> On 27 Nov 2018, at 06:14, Keean Schupke <
ke...@fry-it.com> wrote:
>
> Hi John,
>
>
> The lesson from JavaScript / Node.js / Go is that we should prefer asynchronous co-operative context switching in user space with a fixed hardware thread-pool size, to using synchronous code with hardware context switching. You seem to agree with this.
Yes. However in Felix the programmer has the choice how to do things.
As mentioned, there are problems with user space context switching coupled
with shared memory access. If you use pure coroutines that communicate
only with channels, the problem doesn’t arise. As in Go, the main synchronisation
method is to use channels. However shared memory access must also be supported.
For coroutines, there is no issue: no locks are required because of the total
ordering guarantee. But this assurance does NOT extend to general
processes/threads/goroutines or whatever you want to call concurrent logical
threads of control. You need locks, transactional memory backed by lock free
techniques, or whatever.
With OS pthreads you can use locks, condition variables etc for shared memory
access synchronisation, but you CAN NOT freely do this when running logical
threads from a pool. If you have to use a lock, the lock has to be adapted for use
in the pool. As I explained a hard lock waiting for data will lock up a physical
pool thread forever if the supplier of the data is in the queue, because the queue
can’t be emptied because the thread that would empty it is locked up: deadlock.

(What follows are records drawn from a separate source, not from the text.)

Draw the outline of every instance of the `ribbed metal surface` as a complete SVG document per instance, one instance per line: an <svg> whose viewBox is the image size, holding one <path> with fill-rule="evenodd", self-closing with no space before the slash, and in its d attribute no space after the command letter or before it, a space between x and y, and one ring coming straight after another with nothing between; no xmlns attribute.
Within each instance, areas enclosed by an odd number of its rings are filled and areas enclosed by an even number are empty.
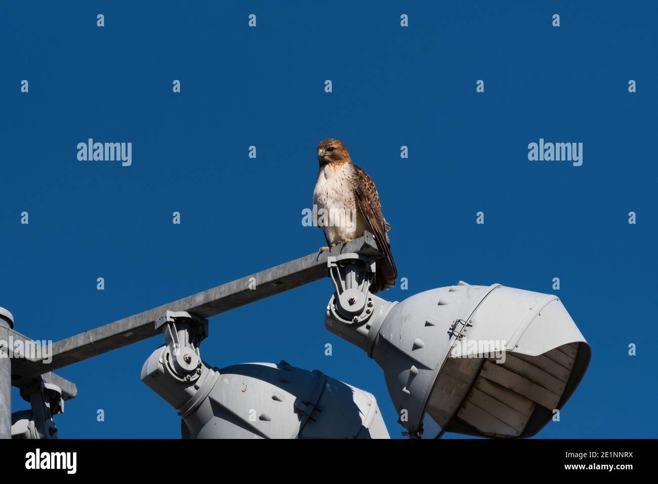
<svg viewBox="0 0 658 484"><path fill-rule="evenodd" d="M538 356L508 352L504 363L485 360L457 418L490 437L520 435L537 406L557 408L580 343Z"/></svg>

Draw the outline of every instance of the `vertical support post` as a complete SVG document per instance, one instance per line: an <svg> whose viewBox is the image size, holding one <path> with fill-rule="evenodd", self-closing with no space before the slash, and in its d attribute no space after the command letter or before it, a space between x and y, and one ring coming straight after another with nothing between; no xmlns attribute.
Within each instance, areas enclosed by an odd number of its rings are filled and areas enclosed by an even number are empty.
<svg viewBox="0 0 658 484"><path fill-rule="evenodd" d="M11 358L9 329L14 317L0 308L0 439L11 439Z"/></svg>

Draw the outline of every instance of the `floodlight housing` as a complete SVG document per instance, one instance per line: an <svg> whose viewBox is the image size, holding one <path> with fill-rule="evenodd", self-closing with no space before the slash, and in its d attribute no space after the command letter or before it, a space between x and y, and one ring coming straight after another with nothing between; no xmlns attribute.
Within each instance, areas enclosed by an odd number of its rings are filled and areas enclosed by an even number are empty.
<svg viewBox="0 0 658 484"><path fill-rule="evenodd" d="M198 345L207 320L166 311L166 344L144 363L141 381L178 412L184 439L388 439L374 396L282 361L211 368Z"/></svg>
<svg viewBox="0 0 658 484"><path fill-rule="evenodd" d="M370 297L368 321L349 324L333 316L334 294L325 324L380 365L411 437L534 435L589 364L590 346L556 296L460 281L401 303Z"/></svg>

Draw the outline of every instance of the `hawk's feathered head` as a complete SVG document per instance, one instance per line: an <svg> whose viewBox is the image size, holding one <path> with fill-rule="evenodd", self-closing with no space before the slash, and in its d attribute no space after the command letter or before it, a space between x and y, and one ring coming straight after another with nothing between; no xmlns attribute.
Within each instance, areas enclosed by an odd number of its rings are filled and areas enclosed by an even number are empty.
<svg viewBox="0 0 658 484"><path fill-rule="evenodd" d="M318 144L316 151L320 167L334 161L346 163L352 161L349 157L349 151L340 140L333 138L322 140Z"/></svg>

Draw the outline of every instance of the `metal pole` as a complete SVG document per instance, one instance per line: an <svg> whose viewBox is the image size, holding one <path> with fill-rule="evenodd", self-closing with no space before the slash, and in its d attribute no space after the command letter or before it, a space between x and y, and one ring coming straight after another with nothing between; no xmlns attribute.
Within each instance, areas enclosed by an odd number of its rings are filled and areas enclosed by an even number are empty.
<svg viewBox="0 0 658 484"><path fill-rule="evenodd" d="M0 439L11 439L11 356L9 330L14 317L0 308Z"/></svg>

Instead, to do a lock, the procedure being run has to be dumped out of the pool
and put away somewhere until the data is available. If the writer is then pulled
out of the queue and run, it too will lock up trying to send the data, so it has to
be dumped out of the pool as well. Then the user multiplexing system has to
arrange the transfer is done and the locks release OUTSIDE the running thread
pool before putting the two procedures back into the queue, ready to go.
One might arrange this by actually queing another job for the pool that does
the transfer. The point being the two user threads, reader and writer,
are not in the queue whilst they’re logically locked.
This is just an example: the point is that at least locking must now be
implemented in user space too. It’s not just a matter of a queue of jobs
which the phyiscal threads pull off the queue and run until they’re
complete. There has to ALSO be machinery to handle locking
OUTSIDE the worker threads because it cannot be done inside
a worker thread.
The key point here is that ordinary OS pre-emptive threads already
handle this. Locks encourage the thread to be descheduled. If the OS
is smart and the locks are OS locks, releasing a lock may encourage
the OS to reschedule the job.
The OS can do this kind of thing MORE efficiently than user space
handling because it is designed to do so.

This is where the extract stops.